The delivery guys dropped off the bed and were kind enough to take the old one away. Kallie had coordinated the mattress delivery, so the new set arrived minutes after the frame did. At least she had something to do until she heard from Sasha.

Now, though, it had been almost twenty hours since she’d last spoken to him. That had never happened in all the time she’d known him. From their very first meeting, he’d cooked up ways to call her or drop by until he offered her his vacant town home. Then the two times she’d run away, he was right behind her.

She texted his driver but he didn’t respond. She now became obsessed. She catastrophized. She imagined that Sasha and his driver were in a car accident somewhere and couldn’t let her know. She called Sal, but only got his voice mail.

Sasha had simply dropped off the radar.

It had been good medicine to focus on the bed and all the magic she and Sasha would share in it.
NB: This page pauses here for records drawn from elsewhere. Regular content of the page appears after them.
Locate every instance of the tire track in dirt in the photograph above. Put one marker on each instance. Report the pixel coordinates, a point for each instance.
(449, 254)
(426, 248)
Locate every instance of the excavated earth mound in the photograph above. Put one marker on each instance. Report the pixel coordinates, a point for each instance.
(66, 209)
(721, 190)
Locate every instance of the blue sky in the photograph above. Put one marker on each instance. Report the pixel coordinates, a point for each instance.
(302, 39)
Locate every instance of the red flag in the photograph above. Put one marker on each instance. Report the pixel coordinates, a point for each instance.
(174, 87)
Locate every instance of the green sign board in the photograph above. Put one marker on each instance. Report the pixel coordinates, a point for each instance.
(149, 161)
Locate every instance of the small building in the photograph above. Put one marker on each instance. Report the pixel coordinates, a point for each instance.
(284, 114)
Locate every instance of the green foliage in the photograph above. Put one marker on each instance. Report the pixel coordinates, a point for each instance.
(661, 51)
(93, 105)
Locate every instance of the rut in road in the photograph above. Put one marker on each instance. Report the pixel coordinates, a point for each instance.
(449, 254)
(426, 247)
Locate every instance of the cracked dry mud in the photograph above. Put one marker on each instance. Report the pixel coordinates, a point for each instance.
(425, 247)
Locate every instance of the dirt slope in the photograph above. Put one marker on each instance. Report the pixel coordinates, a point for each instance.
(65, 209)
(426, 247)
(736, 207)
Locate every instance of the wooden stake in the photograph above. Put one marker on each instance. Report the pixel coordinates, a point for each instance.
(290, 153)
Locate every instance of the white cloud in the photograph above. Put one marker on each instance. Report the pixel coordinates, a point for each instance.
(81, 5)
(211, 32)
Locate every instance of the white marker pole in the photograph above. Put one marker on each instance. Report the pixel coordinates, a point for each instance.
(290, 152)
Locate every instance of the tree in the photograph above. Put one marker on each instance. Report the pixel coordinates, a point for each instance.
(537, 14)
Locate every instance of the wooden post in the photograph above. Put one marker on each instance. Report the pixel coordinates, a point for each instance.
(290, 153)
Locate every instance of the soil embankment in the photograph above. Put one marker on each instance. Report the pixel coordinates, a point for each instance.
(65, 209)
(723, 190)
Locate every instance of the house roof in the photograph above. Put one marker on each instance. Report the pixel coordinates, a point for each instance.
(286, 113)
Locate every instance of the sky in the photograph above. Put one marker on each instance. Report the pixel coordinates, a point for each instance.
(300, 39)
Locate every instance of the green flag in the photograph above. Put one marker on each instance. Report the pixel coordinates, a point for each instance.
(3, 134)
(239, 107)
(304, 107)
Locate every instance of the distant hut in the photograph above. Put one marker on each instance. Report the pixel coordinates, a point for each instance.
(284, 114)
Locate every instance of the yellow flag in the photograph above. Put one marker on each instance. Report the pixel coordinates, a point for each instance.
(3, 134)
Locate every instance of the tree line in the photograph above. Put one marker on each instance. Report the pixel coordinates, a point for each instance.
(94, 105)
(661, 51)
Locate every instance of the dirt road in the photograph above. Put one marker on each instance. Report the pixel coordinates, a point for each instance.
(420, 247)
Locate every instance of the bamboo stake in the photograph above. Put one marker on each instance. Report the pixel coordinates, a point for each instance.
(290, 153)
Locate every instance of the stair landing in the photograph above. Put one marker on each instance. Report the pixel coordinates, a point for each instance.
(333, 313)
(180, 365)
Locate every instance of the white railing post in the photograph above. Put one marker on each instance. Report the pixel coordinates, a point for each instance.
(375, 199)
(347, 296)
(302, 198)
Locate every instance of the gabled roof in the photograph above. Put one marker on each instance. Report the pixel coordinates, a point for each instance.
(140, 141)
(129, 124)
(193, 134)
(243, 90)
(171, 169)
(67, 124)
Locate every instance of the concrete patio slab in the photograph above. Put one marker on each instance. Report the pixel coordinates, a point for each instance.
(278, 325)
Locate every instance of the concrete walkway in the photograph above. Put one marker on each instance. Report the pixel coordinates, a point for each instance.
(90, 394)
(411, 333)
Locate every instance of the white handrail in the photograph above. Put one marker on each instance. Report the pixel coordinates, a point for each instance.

She told herself she had just obsessed because the whole Jeremy thing had stressed her out. But that didn’t mean Sasha wasn’t going to get a huge lecture from her if he turned out to be okay.

Kallie busied herself with washing the linens she’d bought for the new bed. She strung a line across her balcony, so they could line-dry. She put the bed together easily, pushed the new box spring and mattress onto it, and made it up with sheets, which had dried in an instant in the beach sun.

It’d been just enough activity to take a cat nap. She did feel grateful for the needed sleep. It would kill some time at least. She went to bed the night before wanting to run this morning, but felt like she was going crazy by now and couldn’t even eat. Finally, just to have something to do, she tried out the new bed. Ordinarily, she wouldn’t be able to sleep, but she’d worn herself out with worry.

Kallie woke after an intense brief nap. No one had called her back. Something had happened—she knew it for sure. She would drive out to Pikesville, but was afraid she might cross paths with him and miss him. He knew how to be in touch with her if he could. She just had to wait.

That waiting turned the day into one of the longest ones of her life.